While he said that some of the predictions Cox made during that road show didn't come true, the underlying concept — that broadband would serve as the platform for future industry growth — has stood the test of time.

"We foresaw competition on the near horizon; we foresaw the potential of the broadband platform," Robbins said. "We delivered on that strategy. It has delivered for us, and for you, far beyond what we could have imagined."

Robbins pointed to Cox's bundling strategy, adding that one-third of Cox's customer base takes at least two services from the MSO. Telephony has been one of the drivers of the bundle. Although available to about 41% of its customer base, Robbins said telephony is a "critical piece of bundling services." Cox, he said, plans to launch its 11th telephony market this year.

And Philadelphia-based Comcast, which has so far resisted plunging headlong into telephony services, will eventually have no choice, he added.

"Despite that our friends in Philadelphia have less than enthusiastically embraced the telephony business, they can't afford not to be there," Robbins said.

Earlier in the week, AOL Time Warner Inc. chief financial officer Wayne Pace said that despite declines at its America Online Internet service, results at its cable operations and cable networks continue to drive growth.

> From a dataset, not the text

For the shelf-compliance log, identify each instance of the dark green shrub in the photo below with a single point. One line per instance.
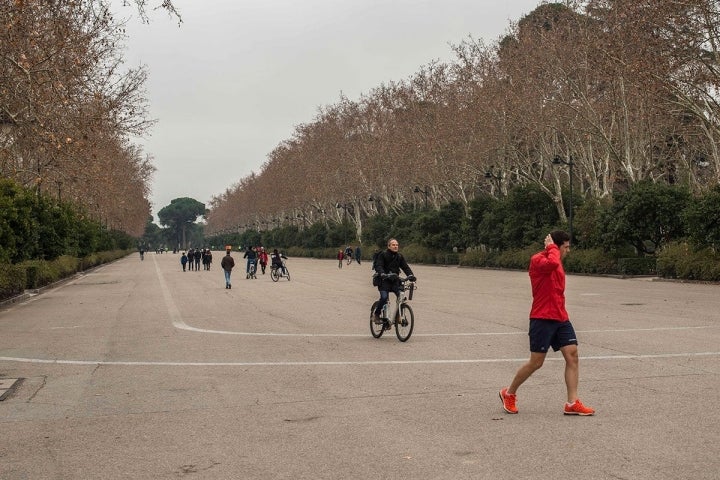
(12, 280)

Time Warner Cable, which has about 10.8 million subscribers and accounts for roughly 33% of AOL Time Warner's total cash flow, continues to perform strongly. He added that video-on-demand and subscription VOD — fully deployed across TWC's network — are also showing strong preliminary results. Pace said at the DB Media Conference last Monday that more than 500,000 customers have used the SVOD service.

DVR demand

Digital video recorders – currently in 17 Time Warner Cable markets – have also shown strong results, Pace added. Almost 100,000 customers have signed up for DVR service.

"The sign-up rates have been better than we expected," Pace said.

HDTV service, currently being rolled out in company systems, is also nearing the 100,000-subscriber mark.

The continued growth at TWC and the cable networks — coupled with a strong box-office showing for The Matrix: Reloaded
for the Filmed Entertainment division — may cause AOL Time Warner to increase its financial guidance for the year. In the first quarter, AOL Time Warner said it expected mid-single-digit growth in revenue (from $41 billion in 2002) low-to-mid-single digit increases in cash flow (from $8.7 billion in 2002) for this year.

"All signs are very positive," Pace said.